I am exporting as set of MS Word documents to HTML files. This works more or less OK except that the files contain many cross references and these need to be fixed to keep working. The exported references are in the form 'href="../../somefilename.docx"' and these need to be changed into 'href="somefilename.htm"' to reference the exported html files instead of the original Word files.

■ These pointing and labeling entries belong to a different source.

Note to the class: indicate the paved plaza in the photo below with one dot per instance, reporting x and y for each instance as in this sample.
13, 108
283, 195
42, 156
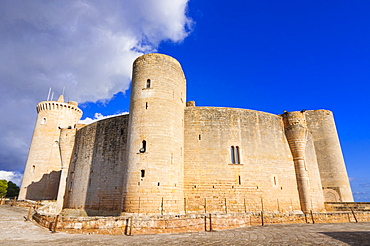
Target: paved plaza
15, 231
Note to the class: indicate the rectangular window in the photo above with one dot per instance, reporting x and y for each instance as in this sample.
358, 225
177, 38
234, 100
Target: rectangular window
232, 154
235, 155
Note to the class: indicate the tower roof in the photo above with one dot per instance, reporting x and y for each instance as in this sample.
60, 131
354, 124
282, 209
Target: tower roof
61, 99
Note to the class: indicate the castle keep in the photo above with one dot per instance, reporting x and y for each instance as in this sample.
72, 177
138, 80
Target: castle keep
169, 156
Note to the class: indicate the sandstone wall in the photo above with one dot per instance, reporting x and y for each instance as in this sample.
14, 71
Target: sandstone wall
95, 177
43, 167
265, 176
330, 160
155, 157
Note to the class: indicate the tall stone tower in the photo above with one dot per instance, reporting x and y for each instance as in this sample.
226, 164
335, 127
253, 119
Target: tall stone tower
333, 171
155, 160
46, 157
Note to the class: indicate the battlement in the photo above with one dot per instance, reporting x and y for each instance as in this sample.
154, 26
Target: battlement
53, 105
153, 56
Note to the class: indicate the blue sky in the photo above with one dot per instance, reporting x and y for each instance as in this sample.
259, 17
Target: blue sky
258, 54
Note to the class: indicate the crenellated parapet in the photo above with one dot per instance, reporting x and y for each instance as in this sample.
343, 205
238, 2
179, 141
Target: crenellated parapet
54, 105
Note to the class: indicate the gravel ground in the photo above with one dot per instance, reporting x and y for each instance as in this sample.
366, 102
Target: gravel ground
15, 231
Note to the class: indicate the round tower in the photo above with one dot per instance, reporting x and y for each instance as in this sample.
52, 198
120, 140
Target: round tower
43, 168
332, 168
155, 159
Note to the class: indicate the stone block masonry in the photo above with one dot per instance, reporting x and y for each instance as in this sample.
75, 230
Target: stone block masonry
172, 158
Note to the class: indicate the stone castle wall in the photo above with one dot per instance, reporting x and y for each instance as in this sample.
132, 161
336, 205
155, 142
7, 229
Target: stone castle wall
166, 158
333, 172
264, 172
95, 177
155, 157
43, 168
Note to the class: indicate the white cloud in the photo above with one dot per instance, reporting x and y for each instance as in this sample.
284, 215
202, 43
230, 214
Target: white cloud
15, 177
97, 117
88, 46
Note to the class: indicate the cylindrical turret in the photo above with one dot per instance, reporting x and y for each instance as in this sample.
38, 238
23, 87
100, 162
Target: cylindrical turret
296, 133
333, 172
155, 160
42, 173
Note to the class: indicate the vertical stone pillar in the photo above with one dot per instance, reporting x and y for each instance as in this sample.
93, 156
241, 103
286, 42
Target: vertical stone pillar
66, 144
296, 133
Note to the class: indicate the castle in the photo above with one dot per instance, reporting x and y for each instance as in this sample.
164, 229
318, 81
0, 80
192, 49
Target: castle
168, 156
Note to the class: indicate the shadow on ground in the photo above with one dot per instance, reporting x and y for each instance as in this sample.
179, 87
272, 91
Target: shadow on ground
353, 238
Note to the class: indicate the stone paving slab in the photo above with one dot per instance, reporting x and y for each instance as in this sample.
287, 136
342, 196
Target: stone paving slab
15, 231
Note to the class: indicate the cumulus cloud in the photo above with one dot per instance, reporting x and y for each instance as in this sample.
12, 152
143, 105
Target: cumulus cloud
97, 117
15, 177
86, 46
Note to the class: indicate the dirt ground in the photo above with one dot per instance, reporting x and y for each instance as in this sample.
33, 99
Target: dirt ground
16, 231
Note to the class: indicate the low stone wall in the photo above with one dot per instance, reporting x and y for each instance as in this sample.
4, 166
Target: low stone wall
347, 206
137, 224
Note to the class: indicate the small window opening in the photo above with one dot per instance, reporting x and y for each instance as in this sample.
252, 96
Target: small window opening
232, 153
237, 155
148, 83
143, 148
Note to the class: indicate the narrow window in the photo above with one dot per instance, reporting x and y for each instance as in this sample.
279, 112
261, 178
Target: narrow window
148, 83
237, 155
232, 153
143, 148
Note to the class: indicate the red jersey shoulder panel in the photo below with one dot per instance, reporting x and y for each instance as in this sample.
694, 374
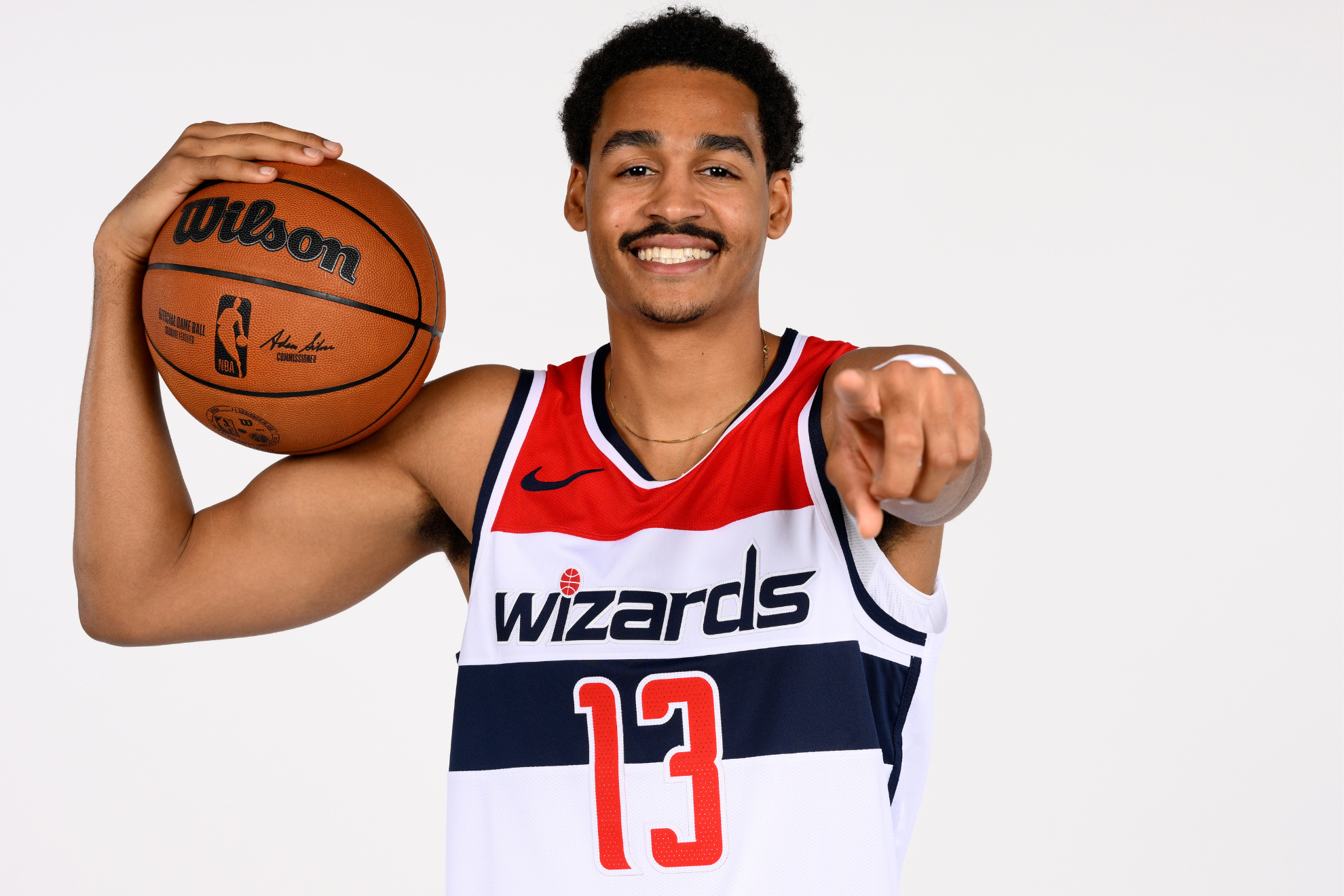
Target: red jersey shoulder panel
563, 483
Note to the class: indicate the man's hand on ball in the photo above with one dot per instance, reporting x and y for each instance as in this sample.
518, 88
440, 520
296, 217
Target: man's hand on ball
901, 432
206, 151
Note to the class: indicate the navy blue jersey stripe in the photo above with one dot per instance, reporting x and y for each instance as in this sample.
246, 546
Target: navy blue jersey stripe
870, 606
492, 470
774, 701
891, 687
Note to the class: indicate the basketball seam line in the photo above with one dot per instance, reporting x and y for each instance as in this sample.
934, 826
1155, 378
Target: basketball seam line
301, 291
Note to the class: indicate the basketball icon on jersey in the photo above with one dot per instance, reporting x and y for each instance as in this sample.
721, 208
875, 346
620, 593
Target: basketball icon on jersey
233, 322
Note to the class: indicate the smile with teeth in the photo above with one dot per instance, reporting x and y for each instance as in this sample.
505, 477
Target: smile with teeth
666, 256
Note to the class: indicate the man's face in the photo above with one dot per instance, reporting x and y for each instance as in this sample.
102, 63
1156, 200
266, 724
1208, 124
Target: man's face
676, 200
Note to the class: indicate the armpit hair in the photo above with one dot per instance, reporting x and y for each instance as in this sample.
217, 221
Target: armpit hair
438, 529
894, 531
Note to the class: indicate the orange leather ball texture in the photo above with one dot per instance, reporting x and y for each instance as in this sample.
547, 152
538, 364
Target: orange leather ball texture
296, 316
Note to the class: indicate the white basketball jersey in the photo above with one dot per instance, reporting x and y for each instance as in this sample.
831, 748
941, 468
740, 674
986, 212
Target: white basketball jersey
703, 686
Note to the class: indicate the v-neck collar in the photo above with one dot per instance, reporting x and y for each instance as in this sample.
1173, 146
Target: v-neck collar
608, 436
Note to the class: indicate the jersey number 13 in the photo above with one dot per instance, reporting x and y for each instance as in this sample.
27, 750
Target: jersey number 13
656, 699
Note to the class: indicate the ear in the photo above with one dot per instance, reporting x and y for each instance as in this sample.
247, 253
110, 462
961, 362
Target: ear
781, 203
576, 199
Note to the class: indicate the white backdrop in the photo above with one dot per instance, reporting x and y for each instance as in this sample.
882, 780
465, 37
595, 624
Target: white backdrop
1123, 217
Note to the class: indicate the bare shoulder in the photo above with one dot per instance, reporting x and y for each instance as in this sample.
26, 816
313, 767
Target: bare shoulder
445, 436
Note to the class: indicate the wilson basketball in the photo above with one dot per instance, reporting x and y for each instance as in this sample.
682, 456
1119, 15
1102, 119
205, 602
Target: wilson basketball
296, 316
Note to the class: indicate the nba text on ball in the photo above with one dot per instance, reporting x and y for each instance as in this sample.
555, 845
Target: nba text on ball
260, 226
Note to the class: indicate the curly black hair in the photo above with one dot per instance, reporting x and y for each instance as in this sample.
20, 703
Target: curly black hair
687, 37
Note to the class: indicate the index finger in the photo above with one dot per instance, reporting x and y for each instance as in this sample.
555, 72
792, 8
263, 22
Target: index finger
214, 129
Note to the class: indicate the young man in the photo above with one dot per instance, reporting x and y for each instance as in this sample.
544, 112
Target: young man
698, 654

An example file test.htm could e.g. look like:
<html>
<body>
<a href="../../filename1.docx" />
<a href="../../filename2.docx" />
<a href="../../filename3.docx" />
<a href="../../filename4.docx" />
</body>
</html>
and the program execution should then yield:
<html>
<body>
<a href="filename1.htm" />
<a href="filename2.htm" />
<a href="filename3.htm" />
<a href="filename4.htm" />
</body>
</html>
I wrote me a little Perl program 'ReplaceURLs' to do that job. It works fine, if I "hardcode" the pattern and the replacement expressions (i.e. if I place the pattern directly into the s/.../.../g statement) - see variant 1. But to make it more flexible I would like to allow those expressions to be passed in as argument (i.e. s/$pattern/$subst/g) and this I can't get that working. I can pass in the pattern in a variable - see variant 2, but not the substition value containing the subpattern reference $1. In variant 3 for some reason the $1 in the substitution value is not recognized as a subpattern marker but treated as a literal '$'.
#!/usr/bin/perl
$debug = TRUE;
$tgtfilename = $ARGV[0] || die("usage: ReplaceURLs.pl <filename> <url-pattern> <url-substvalue>");
$urlpattern = $ARGV[1] || "href=\"\.\./\.\./(.*)\.docx\""; # href="../../(filename).docx';
$urlsubstval = $ARGV[2] || "href=\"\$1.htm\""; # href="$1.htm" --> href="(filename).htm";
print "replacing all occurences of pattern '$urlpattern' in file '$tgtfilename' with '$urlsubstval':\n";
# open & read $tgtfilename
open($ifh, '<', $tgtfilename) || die "unable to open $tgtfilename for reading: $!";
@slurp = <$ifh>;
$oldstring = "@slurp";
close($ifh) || die "can't close file $tgtfilename: $!";
if ($debug) { print $oldstring,"\n"; }
# look for $urlpattern and replace it with $urlsubstval:
# variant 1: works
#($newstring = $oldstring) =~ s!href=\"\.\./\.\./(.*)\.docx\"!href=\"$1.htm\"!g;
# variant 2: works
#($newstring = $oldstring) =~ s!$urlpattern!href=\"$1.htm\"!g;
# variant : does not work - why?
($newstring = $oldstring) =~ s/$urlpattern/$urlsubstval/g;
# save file
#open($ofh, '>', $tgtfilename) || die "unable to re-open $tgtfilename for writing";
#print $ofh $newstring,"\n";
#close($ofh) || die "can't close file $tgtfilename: $!";
# done
if ($debug) { print "result of replacement:","\n", $newstring,"\n"; } else { print "done."; }
__END__
If I run this using "perl ReplaceURLs.pl test.htm" I always get:
<html>
<body>
<a href="$1.htm" />
<a href="$1.htm" />
<a href="$1.htm" />
<a href="$1.htm" />
</body>
</html>
instead of the desired result. How do I need to quote or escape the '$1' in $urlsubstval to get this working?
M.